Like Tintin I don't drink alcohol "No, thanks. Not for me ... You know that (Picaros, 1)" But a regular Finn does drink booze including my share. And the regular bloke eats a hell of an amount of wieners as well. The same normal dude shouts the whole evening through (till he passes out). Oh yes at 24.00 the winter war starts: all kinds of pyrotechnics, wrestling, yelling and other dangerous things. Then the average guy swings to home (if not wounded) and starts playing with an owen: it is time to melt some tin and pour it onto the kitchen floor. Then everybody tries to interpret what the hell that pile of tin on the kitchen floor might mean. Finally it is time to puke and fade away.
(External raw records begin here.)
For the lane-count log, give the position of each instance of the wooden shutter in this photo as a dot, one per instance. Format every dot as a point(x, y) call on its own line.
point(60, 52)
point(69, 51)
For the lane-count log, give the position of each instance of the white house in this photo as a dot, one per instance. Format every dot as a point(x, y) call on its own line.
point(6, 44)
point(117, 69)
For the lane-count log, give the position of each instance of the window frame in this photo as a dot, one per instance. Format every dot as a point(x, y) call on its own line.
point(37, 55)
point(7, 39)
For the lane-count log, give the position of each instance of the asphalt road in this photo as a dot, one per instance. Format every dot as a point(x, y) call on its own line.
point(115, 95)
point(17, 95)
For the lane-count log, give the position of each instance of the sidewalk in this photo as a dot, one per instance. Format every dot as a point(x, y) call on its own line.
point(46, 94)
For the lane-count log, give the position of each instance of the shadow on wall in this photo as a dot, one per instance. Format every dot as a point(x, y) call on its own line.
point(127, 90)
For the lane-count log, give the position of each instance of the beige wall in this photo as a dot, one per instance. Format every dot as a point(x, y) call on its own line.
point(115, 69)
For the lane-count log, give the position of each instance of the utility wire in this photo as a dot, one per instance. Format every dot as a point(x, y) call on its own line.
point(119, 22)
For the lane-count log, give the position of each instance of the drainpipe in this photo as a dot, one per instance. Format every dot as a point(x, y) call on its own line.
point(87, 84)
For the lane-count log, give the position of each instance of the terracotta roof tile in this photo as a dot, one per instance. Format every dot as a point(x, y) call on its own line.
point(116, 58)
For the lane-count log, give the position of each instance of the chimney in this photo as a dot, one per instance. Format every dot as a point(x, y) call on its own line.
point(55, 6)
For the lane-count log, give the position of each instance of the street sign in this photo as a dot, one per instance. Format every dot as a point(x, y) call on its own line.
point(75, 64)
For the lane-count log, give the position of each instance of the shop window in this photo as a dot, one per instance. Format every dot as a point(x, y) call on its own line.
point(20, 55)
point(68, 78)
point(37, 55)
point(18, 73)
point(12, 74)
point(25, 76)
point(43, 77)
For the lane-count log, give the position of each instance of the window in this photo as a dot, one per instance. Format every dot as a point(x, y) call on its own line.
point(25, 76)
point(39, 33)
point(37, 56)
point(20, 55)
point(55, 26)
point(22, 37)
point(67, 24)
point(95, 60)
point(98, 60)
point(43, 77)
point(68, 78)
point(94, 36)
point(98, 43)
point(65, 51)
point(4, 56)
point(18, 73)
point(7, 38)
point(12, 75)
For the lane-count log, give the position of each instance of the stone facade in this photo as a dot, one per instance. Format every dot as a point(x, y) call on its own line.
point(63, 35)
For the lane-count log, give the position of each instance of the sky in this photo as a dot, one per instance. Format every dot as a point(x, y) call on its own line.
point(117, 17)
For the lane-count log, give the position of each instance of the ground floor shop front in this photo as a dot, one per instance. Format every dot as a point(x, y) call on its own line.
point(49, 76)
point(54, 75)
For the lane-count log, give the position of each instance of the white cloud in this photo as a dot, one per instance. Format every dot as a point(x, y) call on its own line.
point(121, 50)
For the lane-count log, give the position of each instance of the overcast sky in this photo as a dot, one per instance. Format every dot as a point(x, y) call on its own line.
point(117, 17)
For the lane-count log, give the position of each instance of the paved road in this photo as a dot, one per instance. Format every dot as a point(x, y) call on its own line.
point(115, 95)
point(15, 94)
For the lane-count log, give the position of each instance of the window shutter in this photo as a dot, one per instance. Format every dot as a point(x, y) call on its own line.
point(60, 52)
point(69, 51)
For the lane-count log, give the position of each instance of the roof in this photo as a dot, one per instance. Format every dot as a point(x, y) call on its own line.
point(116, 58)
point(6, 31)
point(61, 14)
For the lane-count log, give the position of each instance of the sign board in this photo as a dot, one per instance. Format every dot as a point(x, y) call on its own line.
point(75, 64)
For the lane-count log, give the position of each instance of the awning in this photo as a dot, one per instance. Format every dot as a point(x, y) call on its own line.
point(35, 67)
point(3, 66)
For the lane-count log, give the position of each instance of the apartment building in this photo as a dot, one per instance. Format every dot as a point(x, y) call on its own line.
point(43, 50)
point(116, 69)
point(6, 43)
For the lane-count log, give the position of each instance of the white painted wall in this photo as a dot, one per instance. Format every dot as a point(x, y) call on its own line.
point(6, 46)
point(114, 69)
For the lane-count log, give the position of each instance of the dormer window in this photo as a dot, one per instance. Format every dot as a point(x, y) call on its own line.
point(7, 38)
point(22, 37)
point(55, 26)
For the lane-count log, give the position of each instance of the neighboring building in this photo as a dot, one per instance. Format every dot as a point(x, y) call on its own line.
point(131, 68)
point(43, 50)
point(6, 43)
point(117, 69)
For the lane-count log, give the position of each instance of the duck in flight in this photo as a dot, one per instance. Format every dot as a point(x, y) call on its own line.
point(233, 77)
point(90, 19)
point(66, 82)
This is a Finnish way to selebrate New Years.
number1fan
Member
#3 · Posted: 1 Jan 2008 20:25
Spent it with my girlfriend, got drunk and I don't have to tell anyone the rest, lol!
Dupondt
Member
#4 · Posted: 2 Jan 2008 01:26
Ah number1fan you rascal, XD!
I did much the same, but my girlfriend dumped me... Ah well, maybe I'm destined to be like Tintin: loveless.
It was a good party though!
tintinagalog
Member
#5 · Posted: 2 Jan 2008 04:10
New Year's eve here in the Philippines is really a hell of a party! Why?

Prologue is the solemn prayer thirty minutes before January 1.

Afterwards... <drumrolls and trumpets, please> tantararaaaaaaan!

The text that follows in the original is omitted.